# Greatest composers???



## KenOC (Mar 7, 2011)

Two amusing articles from the Telegraph. "A few weeks back I dared to suggest Ravel might not be in the front rank of composers. This attracted a barrage of protest from various musicians and composers. What was strange was the tone of personal resentment, as if by casting doubts on Ravel's greatness I'd attacked them personally." Anyway...

http://blogs.telegraph.co.uk/news/damianthompson/100265449/my-league-table-of-great-composers/

and

http://www.telegraph.co.uk/culture/music/classicalmusic/10737383/What-makes-a-great-composer.html


----------



## dgee (Sep 26, 2013)

So many statements there I can't take seriously coming from my own view of the world, from the "greatness" of Chopin and Shostakovich to the idea of greatness being about "proper technique" which modern composers simply couldn't have daaaahling - it's just generally the mark of the smug amateur (if I may be so blunt)

So he can keep his league tables and his limited Ravel but great Chopin. Good on him for giving music writing a go but I'll take Tom Service and the slightly curmudgeonly Andrew Clements any day


----------



## Taggart (Feb 14, 2013)

See also http://www.talkclassical.com/31398-why-league-tables-may.html


----------



## dgee (Sep 26, 2013)

To follow on from my ranting ad-hom against both the Messrs Telegraph (but seriously - no Debussy, no Brahms? Who are these chumps and who let them write about music?), the "greatness" they seem to prize appears to be a hefty dose of received wisdom from some fairly stately and very British sources - direct descent from Donald Tovey, don't you know - with a liberal dash of "I know what I like" fine music listener. Does the music world need any more of this sort of stodgy gate-keeping and taste-making? I'd make my own league table but I don't think it's that useful an endeavour

The winner is the commenter who says: "you'll never get agreement on questions of artistic merit" - so listen widely, find some things you like and follow up! Classical music will not fall in your lap, you have to do some work (much in the way you won't accidentally get hooked on underground hip-hop or Indian ragas or European space-disco). And I'm willing to put the house on more schoolkids thrilling to a live orchestra playing Ravel than debating the relative merits of Schumann and Chopin or Bach and Handel

Hmmmmm - "you'll never get agreement on questions of artistic merit". Now that would be quite an opening gambit for a TC thread ;-)


----------



## Art Rock (Nov 28, 2009)

"you'll never get agreement on questions of artistic merit"
I fully agree with that one.


----------



## GGluek (Dec 11, 2011)

Different strokes for different folks. But as R. Strauss once stated, with great self-knowledge: "I may not be a First Class composer, but I'm a first rate Second Class composer.".


----------



## Guest (Apr 3, 2014)

"He declared that only pompous music lovers say you can’t rank classical composers into best, good, and indifferent. Making rank orders of different human types is harmlessly entertaining, and something we do all the time."
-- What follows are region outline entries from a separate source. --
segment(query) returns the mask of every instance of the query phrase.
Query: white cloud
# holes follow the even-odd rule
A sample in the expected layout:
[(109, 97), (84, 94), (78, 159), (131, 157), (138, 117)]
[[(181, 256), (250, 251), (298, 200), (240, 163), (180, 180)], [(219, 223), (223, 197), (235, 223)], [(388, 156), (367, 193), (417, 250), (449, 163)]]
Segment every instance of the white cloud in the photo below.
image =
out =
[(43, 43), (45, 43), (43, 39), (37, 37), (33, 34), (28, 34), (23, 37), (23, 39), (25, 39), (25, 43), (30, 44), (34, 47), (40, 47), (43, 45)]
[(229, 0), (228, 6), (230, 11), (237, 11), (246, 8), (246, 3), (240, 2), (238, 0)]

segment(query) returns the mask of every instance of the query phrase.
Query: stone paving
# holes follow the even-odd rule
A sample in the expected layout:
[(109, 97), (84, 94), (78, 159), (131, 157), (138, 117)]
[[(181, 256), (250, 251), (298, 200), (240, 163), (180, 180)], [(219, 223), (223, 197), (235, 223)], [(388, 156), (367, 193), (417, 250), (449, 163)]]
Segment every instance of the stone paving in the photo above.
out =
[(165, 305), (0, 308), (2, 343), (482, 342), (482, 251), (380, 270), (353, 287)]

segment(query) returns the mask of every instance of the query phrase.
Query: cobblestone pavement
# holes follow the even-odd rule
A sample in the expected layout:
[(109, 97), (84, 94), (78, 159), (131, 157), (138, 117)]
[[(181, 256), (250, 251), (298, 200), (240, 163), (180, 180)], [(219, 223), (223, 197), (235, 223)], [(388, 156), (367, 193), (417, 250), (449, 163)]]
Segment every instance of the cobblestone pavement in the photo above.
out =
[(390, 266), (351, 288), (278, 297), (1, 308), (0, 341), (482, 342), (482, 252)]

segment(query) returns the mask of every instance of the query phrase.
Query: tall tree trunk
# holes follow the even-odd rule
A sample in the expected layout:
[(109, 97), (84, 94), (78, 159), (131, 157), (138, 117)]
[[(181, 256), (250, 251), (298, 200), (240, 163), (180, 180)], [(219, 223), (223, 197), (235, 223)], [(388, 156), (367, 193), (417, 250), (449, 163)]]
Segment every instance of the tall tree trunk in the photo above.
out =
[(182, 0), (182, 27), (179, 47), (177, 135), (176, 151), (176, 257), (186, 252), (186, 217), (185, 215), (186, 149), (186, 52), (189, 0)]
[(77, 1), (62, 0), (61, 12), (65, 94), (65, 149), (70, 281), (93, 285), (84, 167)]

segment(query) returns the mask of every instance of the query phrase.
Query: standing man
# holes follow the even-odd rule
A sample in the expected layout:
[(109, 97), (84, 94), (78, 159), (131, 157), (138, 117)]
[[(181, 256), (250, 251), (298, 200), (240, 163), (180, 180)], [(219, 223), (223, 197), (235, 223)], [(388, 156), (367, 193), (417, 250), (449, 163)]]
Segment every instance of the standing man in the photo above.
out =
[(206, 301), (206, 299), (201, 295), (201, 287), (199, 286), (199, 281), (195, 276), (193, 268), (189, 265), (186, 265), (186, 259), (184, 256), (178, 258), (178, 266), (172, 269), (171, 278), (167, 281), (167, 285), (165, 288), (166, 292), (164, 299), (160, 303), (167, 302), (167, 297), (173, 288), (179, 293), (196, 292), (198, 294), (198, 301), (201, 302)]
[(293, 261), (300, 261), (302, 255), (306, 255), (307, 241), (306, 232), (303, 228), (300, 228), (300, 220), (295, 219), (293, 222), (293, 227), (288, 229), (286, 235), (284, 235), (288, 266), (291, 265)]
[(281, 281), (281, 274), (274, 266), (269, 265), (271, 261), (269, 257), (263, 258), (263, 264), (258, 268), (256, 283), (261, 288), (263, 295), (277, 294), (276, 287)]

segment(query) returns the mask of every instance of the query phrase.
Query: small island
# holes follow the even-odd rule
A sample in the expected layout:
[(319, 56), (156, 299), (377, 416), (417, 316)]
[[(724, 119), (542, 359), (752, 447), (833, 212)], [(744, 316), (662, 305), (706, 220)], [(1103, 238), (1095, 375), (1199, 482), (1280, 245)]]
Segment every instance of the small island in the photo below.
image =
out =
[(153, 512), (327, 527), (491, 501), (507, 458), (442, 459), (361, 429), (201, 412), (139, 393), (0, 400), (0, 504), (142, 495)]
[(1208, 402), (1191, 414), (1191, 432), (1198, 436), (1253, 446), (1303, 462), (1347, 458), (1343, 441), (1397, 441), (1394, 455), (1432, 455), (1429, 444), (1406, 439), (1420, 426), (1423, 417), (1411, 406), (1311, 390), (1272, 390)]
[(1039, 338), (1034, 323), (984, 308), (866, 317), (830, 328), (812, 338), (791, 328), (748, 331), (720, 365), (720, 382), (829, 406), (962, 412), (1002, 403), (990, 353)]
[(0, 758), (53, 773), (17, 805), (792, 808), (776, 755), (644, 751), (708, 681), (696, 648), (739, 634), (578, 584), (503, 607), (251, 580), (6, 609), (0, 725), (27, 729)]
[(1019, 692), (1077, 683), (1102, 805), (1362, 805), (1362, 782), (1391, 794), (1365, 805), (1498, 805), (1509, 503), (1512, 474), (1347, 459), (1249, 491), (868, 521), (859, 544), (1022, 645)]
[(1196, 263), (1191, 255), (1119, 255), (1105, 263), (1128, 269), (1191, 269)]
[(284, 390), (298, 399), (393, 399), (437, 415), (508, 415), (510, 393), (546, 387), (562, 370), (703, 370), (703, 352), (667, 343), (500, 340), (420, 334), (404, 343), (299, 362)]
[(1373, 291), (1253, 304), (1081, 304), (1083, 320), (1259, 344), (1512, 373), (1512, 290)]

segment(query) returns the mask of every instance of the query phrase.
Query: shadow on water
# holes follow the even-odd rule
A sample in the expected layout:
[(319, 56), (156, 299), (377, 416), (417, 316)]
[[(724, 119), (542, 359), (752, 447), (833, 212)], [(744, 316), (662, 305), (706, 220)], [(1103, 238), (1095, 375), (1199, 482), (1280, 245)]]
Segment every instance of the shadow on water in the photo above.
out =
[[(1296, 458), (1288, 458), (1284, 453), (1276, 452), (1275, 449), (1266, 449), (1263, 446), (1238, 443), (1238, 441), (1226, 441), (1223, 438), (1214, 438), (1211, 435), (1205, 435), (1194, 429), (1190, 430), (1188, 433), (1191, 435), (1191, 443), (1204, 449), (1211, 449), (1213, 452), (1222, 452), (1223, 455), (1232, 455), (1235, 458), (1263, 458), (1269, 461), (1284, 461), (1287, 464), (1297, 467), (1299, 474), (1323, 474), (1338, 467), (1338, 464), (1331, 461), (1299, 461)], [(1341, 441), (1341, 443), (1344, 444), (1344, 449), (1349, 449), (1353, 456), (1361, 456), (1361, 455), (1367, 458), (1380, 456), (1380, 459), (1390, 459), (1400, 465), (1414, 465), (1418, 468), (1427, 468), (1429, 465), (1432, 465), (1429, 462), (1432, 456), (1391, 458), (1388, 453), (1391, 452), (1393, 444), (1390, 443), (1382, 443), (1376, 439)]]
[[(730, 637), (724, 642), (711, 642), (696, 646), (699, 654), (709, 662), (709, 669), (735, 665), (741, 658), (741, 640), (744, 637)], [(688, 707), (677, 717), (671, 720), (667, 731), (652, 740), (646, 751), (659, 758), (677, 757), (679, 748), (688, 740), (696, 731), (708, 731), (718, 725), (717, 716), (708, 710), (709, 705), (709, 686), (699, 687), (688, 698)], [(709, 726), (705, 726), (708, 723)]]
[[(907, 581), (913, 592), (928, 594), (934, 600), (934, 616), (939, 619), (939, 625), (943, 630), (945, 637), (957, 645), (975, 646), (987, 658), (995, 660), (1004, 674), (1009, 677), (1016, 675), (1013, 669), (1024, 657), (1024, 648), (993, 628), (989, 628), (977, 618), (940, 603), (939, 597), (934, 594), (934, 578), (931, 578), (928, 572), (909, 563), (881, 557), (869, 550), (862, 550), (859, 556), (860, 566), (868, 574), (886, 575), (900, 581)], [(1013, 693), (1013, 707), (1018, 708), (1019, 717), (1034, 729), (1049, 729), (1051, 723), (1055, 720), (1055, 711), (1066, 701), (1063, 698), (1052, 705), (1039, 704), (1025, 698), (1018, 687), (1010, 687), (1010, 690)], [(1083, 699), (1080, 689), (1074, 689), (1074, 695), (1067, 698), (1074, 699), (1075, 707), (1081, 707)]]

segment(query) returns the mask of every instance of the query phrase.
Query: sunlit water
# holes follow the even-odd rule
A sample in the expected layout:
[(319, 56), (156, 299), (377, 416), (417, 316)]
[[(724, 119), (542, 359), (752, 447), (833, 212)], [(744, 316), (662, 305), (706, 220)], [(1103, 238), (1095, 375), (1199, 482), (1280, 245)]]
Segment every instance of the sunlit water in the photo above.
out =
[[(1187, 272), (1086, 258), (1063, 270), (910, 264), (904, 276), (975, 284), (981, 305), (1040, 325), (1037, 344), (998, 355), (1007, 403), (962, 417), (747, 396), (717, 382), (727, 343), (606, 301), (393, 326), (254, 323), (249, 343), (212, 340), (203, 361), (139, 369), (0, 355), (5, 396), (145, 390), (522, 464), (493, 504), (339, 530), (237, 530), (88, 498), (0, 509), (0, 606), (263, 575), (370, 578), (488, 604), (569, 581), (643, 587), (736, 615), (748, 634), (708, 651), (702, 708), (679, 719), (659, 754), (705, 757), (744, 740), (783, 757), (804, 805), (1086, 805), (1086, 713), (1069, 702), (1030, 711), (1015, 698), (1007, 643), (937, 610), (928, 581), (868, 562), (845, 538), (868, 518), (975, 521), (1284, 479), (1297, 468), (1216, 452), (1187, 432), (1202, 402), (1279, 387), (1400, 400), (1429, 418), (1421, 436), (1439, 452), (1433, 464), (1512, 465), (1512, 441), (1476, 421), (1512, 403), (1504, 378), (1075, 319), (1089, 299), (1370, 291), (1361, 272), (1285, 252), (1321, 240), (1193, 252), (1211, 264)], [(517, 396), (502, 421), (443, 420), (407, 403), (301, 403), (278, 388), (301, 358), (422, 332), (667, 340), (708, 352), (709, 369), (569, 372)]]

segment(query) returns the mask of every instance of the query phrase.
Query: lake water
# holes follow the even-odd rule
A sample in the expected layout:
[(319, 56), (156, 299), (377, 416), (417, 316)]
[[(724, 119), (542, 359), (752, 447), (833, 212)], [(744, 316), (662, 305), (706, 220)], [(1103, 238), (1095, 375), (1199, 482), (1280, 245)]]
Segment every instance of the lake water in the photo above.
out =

Now gimme a ranked list, PetrB!


----------



## Mahlerian (Nov 27, 2012)

One of the people commenting on the first article thinks Shostakovich's 4th Symphony is "an atonal travesty", and thanks Stalin for making Shostakovich write the 5th in a different style....

...

...

Although it is a little heartening to see others suggest that the author was wrong to leave off Monteverdi. Honestly, all of these lists end up biased against music earlier than Bach and later than Brahms, simply because the period from 1700 to 1900 is most ingrained in the repertoire.

Edit: In reference to the second article, Satie is indeed an interesting case. He had so little technique but a good deal of imagination.


----------



## Morimur (Jan 23, 2014)

KenOC said:


> Two amusing articles from the Telegraph. "A few weeks back I dared to suggest Ravel might not be in the front rank of composers. This attracted a barrage of protest from various musicians and composers. What was strange was the tone of personal resentment, as if by casting doubts on Ravel's greatness I'd attacked them personally." Anyway...
> 
> http://blogs.telegraph.co.uk/news/damianthompson/100265449/my-league-table-of-great-composers/
> 
> ...


Interesting reads, but worthless. Stravinsky is deservedly revered but there is also Bartok, Ligeti, Stockhausen, Berio, Nono, Kagel, Carter, Feldman, Lutosławski, Messiaen, etc.


----------



## Wood (Feb 21, 2013)

Based on these two articles, it would appear that the current standard of DT journalism is considerably inferior to the casual posts by some of our esteemed members. 

What a waste of ink.


----------



## Nereffid (Feb 6, 2013)

Dear _Telegraph_,

In a brace of recent columns, your so-called journalists performed abysmally not only by giving opinions that did not match exactly with my own but by thinking about things in a way different from the way I think about things. How dare you, sir. How very dare you.

Yours faithfully,

Nereffid,
Little Frothing-in-Anger.


----------



## chalkpie (Oct 5, 2011)

Lope de Aguirre said:


> Interesting reads, but worthless. Stravinsky is deservedly revered but there is also Bartok, Ligeti, Stockhausen, Berio, Nono, Kagel, Carter, Feldman, Lutosławski, Messiaen, etc.


Kagel? Never heard him but I love all of the other cats you listed.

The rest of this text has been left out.